Erin Condren has always supported breast cancer awareness. She is proud to support the Pink Lotus Foundation, and is donating 50% of the purchase price of a Pink Lotus collection item in our signature designs back to the Pink Lotus Foundation.
My dear friend and beloved EC employee, Sam, has always illustrated the highest form of bravery and strength . This year, on the first anniversary of her kicking cancer’s butt, Sam brought the Hermosa Beach community together to raise awareness to the fight against breast cancer and coincidentally to celebrate her one year being cancer free. Along side her beautiful family and a generous group of skateboarders dressed in pink, the community came together and demonstrated what fundraising is all about. Read on for her account of the day!
April 29th was our 10th annual Sk8 for the Schools. My son, Sebastian “Seabass,” started the fundraiser as a way to giveback to the schools and raise money for the Hermosa Beach Education Foundation.

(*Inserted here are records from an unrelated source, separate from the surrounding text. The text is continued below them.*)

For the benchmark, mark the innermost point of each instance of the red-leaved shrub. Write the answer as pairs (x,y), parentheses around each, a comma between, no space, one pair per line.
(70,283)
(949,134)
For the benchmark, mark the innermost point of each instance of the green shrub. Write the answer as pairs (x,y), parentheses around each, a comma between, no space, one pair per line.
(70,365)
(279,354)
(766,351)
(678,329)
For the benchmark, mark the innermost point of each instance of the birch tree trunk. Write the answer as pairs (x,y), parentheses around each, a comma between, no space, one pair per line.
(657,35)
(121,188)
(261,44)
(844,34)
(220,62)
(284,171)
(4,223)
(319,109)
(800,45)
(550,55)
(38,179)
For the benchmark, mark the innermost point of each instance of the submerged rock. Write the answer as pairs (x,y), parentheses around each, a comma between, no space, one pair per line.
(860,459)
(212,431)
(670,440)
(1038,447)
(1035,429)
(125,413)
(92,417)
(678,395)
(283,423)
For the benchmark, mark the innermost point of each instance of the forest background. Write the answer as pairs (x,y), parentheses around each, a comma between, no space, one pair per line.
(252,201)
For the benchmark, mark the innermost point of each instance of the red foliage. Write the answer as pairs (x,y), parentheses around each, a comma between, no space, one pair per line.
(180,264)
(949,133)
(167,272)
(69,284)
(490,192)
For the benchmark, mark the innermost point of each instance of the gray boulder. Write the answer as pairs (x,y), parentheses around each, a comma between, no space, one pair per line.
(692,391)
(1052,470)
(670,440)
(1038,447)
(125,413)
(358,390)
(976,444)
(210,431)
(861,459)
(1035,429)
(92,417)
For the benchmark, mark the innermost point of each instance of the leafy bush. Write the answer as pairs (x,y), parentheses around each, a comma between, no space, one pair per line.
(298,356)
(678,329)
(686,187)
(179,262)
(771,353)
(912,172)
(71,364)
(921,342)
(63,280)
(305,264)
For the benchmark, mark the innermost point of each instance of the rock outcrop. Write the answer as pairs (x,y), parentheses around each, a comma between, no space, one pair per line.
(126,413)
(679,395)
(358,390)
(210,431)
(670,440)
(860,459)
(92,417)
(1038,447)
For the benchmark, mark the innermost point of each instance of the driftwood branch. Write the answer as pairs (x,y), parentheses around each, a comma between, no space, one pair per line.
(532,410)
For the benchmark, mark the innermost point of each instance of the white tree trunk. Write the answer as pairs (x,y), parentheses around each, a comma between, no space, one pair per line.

He overheard my husband and I discussing the funding crisis at his small school as a Kindergartner, and decided he’d do fancy tricks on his skateboard and ask for donations to help raise money.
Each year we host this fundraiser building awareness for the cause, and raising money for our community schools. Last year, Sk8 for the Schools raised more than $8,000 and has raised over $35,000 to date. This year, Seabass has a new school. He’s grown out of the Hermosa Beach City School District and attends high school at Loyola High School. He passed the torch to his younger brother, Julian, a fifth grader at Hermosa Valley. Julian has grown up watching his brother skate, has helped with the event over the years, and is now ready to keep the family tradition alive. If the truth be told, he’s hoping to raise more money than his brother.
Last year the event took on an extra special meaning, as I was diagnosed with stage 2 breast cancer during a routine mammogram. Ironically the date of our event was scheduled for the exact same day as my double mastectomy. We quickly held the event 5 days before my surgery, and the event took on a pink hue, to bring awareness to breast cancer. We wanted to encourage all women to conduct self checks and schedule their regular mammograms. The boys skated in pink, we served pink lemonade, and the whole community showed up in pink to support our family, and this annual community event.
This year the boys again skated in pink to celebrate my one year anniversary of being CANCER FREE, and again to remind people to schedule their regular check ups. The event is open to all kids who want to skate with my boys. They help train little ones and perform skate tricks with the bigger, more advanced kids. It’s all about getting together as a community, to celebrate the youth in Hermosa Beach, and support the local schools. We have raised over $35,000 for our local schools, and we have no plans to stop this annual event.
My husband and I feel that community service with our children is important for so many reasons. It feels good for starters. The satisfaction and pride that comes from hosting this event year after year, cannot be taught in a classroom, and we hope to foster a civic responsibility in our boys for years to come. I encourage everyone to do something for others this summer. You don’t have to host an annual fundraiser to give back… but you could help out at a hospital, pick up litter at a park, make treats for a local senior home or donate some old toys to a shelter, to name a few. To quote the great Dr. Seuss, “Unless someone like you cares a whole awful lot, nothing is going to get better. It’s not.”